Tuesday, 21 April 2020

'We Pass Under' by Gary Budden (from Uncertainties IV)

After the previous story from this Swan River anthology, which was a vignette of three pages (see below) we move on to a longer and more 'realistic' offering in Uncertainties IV. Realistic in the sense of narrative and characterisation - we have a coherent story that can be pieced together and a fairly reliable narrator. That said, this Gothic tale has enough strangeness about it to make the cut, and carries considerable political freight.

Yes, political - one of those 'modern' stories, complete with the urban 'miserabilism' of ghosts inhabiting the far from pleasant environs of London's river Brent. Some might reject the idea of the ghost story as a medium for serious social commentary. They are wrong, I'm glad to say. A good story can be about anything. In this case, it's about victims of toxic masculinity, women killed by men in various ways - domestic violence, so-called 'honour killing', and so forth. 

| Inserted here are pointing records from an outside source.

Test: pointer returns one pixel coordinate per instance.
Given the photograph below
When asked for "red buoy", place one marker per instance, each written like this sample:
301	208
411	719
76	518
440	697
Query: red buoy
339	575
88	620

This might sound sound bleak, and it is, but Budden's prose is restrained, intelligent, and evokes a sense of resigned weariness. It is an oddly beautiful story, in fact, as our ghost recalls her mundane life on the perfume counter at Brent Cross shopping center, the moments of love and beauty she found before her life was snatched away. I doubt that it will appeal much to the trad/pastiche fans, or the visceral horror brigade, but it's not supposed to. It's supposed to work as short fiction, and it does. And there is even an original (to me) entity, the Commare who recruits the lost women to the subterranean world.

So far so good. More from Uncertainties IV soon, I hope.